Key points in this discussion include the following: (1) Definition. Dyspepsia is a complex of symptoms. It is defined as persistent or recurrent abdominal pain or abdominal discomfort centered in the upper abdomen. This discomfort may include symptoms of nausea, vomiting, early satiety, postprandial fullness and abdominal bloating. Symptoms are usually meal-related. There appears to be no effect on bowel habits. Heartburn and gastrointestinal reflux symptoms may be reported; however, if they are the main symptoms, the patient should be considered to have reflux disease rather than nonulcer dyspepsia. The symptoms should have been present for three or more months without an anatomic or biochemical abnormality. (2) Etiology. Unanswered questions in determining the cause of nonulcer dyspepsia include the following: whether nonulcer dyspepsia is caused by gastritis or infection with Helicobacter pylori? Whether nonulcer dyspepsia is an acid problem? Whether it represents occult gastroesophageal reflux disease? Whether it is a motility disorder? Whether it is a functional disorder? Whether it is a psychiatric disorder?

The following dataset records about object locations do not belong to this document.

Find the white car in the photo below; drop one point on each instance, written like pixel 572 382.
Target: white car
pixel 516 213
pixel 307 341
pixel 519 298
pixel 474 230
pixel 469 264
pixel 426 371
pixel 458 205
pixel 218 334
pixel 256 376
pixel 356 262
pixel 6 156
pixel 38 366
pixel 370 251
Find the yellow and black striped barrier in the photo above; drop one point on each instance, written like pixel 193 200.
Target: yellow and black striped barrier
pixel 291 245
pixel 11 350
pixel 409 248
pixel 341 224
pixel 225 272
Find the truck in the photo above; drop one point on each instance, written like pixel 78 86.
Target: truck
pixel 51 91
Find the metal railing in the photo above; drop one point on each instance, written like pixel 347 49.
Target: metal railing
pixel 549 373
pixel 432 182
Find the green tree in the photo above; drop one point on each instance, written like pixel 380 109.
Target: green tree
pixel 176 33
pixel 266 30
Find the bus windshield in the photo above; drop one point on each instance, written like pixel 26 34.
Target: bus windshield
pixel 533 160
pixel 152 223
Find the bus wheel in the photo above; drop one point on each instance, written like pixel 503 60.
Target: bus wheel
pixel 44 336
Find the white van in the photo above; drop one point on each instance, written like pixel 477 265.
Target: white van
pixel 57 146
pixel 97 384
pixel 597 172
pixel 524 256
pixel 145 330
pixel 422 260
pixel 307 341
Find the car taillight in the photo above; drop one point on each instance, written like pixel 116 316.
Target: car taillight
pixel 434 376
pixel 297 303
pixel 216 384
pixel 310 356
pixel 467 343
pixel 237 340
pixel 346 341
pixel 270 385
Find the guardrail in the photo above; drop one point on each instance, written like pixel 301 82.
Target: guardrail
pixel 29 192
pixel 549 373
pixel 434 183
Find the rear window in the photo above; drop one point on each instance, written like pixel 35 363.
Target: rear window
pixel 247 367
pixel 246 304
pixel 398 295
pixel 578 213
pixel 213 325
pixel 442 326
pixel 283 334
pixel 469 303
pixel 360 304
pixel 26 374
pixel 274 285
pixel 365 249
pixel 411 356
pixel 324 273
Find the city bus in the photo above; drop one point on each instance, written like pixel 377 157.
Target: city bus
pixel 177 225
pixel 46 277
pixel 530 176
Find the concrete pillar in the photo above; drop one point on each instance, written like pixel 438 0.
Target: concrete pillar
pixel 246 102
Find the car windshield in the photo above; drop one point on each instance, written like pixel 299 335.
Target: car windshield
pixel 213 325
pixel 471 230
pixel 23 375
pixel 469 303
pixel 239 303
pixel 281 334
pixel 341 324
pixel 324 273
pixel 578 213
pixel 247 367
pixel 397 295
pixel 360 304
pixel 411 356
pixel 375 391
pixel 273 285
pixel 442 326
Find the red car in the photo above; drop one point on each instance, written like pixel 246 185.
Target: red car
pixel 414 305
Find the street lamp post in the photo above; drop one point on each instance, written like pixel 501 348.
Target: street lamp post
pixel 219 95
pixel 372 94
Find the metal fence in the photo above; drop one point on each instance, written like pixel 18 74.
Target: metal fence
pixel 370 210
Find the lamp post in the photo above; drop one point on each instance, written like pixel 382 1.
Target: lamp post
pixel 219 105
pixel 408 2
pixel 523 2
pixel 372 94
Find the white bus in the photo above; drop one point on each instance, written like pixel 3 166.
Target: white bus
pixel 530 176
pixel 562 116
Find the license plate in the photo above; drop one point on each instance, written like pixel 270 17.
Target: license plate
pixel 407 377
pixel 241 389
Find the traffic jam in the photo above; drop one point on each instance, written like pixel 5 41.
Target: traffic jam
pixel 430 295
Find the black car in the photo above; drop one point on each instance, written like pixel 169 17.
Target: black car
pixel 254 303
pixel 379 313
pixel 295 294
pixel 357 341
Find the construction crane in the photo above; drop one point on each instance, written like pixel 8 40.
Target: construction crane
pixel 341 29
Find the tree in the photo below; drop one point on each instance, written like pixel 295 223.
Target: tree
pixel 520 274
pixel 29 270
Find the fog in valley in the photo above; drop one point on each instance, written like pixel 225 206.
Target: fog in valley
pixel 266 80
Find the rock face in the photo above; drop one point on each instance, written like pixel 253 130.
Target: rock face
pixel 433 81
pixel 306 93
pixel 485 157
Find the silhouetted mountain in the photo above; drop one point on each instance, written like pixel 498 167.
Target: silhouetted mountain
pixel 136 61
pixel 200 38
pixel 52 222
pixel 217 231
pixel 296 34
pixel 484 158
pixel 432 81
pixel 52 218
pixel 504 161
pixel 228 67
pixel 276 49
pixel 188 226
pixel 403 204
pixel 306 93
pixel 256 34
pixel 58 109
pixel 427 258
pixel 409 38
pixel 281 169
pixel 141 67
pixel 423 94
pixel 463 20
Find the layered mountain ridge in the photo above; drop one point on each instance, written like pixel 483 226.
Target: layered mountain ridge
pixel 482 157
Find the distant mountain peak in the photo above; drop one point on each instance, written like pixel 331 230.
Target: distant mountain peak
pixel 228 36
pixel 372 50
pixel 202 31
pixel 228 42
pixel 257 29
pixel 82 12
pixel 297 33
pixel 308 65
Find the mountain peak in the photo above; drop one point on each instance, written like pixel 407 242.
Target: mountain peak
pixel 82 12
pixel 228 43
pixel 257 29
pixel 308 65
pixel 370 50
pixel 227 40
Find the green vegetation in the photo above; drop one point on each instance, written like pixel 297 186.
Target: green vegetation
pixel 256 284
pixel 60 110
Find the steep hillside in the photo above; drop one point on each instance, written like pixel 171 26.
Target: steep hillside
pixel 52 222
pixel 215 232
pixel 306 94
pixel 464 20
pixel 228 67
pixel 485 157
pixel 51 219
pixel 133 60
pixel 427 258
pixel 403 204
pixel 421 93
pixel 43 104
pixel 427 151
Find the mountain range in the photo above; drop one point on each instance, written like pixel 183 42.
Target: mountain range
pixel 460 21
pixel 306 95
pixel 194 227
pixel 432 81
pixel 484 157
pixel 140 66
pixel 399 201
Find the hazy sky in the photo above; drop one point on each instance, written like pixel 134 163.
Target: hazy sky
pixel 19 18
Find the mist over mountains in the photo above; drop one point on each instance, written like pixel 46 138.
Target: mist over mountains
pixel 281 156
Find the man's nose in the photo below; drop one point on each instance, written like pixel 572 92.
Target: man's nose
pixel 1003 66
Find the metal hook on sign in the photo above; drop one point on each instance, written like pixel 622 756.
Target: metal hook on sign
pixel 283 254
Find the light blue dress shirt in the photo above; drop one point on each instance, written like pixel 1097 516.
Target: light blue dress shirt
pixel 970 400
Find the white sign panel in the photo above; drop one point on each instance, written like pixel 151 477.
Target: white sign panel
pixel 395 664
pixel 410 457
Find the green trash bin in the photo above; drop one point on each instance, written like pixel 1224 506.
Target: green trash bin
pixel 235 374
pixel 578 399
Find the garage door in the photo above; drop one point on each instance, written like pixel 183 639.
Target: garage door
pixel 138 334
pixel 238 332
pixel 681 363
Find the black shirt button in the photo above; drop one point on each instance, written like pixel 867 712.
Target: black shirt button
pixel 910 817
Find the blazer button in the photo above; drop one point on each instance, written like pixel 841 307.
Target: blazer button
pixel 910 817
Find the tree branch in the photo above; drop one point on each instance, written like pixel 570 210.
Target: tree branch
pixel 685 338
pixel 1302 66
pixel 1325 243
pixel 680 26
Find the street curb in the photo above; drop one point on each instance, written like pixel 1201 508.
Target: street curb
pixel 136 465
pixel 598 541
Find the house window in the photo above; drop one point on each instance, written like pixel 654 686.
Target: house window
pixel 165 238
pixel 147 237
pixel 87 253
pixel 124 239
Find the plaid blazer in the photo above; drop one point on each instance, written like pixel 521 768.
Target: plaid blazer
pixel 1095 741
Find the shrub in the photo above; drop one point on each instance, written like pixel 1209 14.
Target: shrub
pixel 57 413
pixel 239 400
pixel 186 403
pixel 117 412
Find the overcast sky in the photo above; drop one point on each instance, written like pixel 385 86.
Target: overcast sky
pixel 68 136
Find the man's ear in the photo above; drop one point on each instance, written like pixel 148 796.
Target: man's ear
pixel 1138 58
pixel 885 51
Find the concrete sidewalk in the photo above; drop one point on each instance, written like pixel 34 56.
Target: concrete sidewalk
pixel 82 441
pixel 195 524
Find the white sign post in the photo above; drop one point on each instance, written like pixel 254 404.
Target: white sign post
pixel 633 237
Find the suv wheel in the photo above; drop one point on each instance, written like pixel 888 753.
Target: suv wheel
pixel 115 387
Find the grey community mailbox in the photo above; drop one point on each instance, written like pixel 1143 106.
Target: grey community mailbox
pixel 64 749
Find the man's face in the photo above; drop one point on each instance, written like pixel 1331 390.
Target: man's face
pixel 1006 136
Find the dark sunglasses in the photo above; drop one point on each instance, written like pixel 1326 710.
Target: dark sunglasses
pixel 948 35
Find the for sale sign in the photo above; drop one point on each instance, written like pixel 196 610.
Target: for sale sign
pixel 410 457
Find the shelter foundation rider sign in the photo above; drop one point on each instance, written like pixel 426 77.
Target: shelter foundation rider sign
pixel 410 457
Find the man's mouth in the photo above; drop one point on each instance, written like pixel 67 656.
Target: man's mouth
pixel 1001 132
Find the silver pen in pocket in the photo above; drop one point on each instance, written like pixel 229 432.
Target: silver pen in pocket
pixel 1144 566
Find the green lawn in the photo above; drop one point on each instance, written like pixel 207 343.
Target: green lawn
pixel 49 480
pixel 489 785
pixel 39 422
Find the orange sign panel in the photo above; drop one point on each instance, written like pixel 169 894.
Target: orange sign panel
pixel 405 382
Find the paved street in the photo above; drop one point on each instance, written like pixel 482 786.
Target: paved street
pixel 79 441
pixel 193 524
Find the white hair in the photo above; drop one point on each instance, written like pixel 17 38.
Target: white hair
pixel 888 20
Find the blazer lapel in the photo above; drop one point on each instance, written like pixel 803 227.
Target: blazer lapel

Regarding evaluation and therapy and given the controversy regarding etiology, the author makes the following specific recommendations: Patients should undergo a diagnostic evaluation with upper gastrointestinal tract radiography or endoscopy, to exclude peptic ulcer disease or malignancy. A trial of acid inhibition or testing for H. pylori infection should be done. The most difficult decision is whether to perform further diagnostic testing or proceed with empiric treatment trials. Therapeutic trials include those with proton pump inhibitors, prokinetic agents, mucosal protectants (e.g., sucralfate), anticholinergics and low-dose antidepressants. Despite all measures to investigate or treat nonulcer dyspepsia, one third to one half of patients have spontaneous resolution of their symptoms.

Locke GR 3d. Nonulcer dyspepsia: what it is and what it is not. Mayo Clin Proc. October 1999;74:1011–5.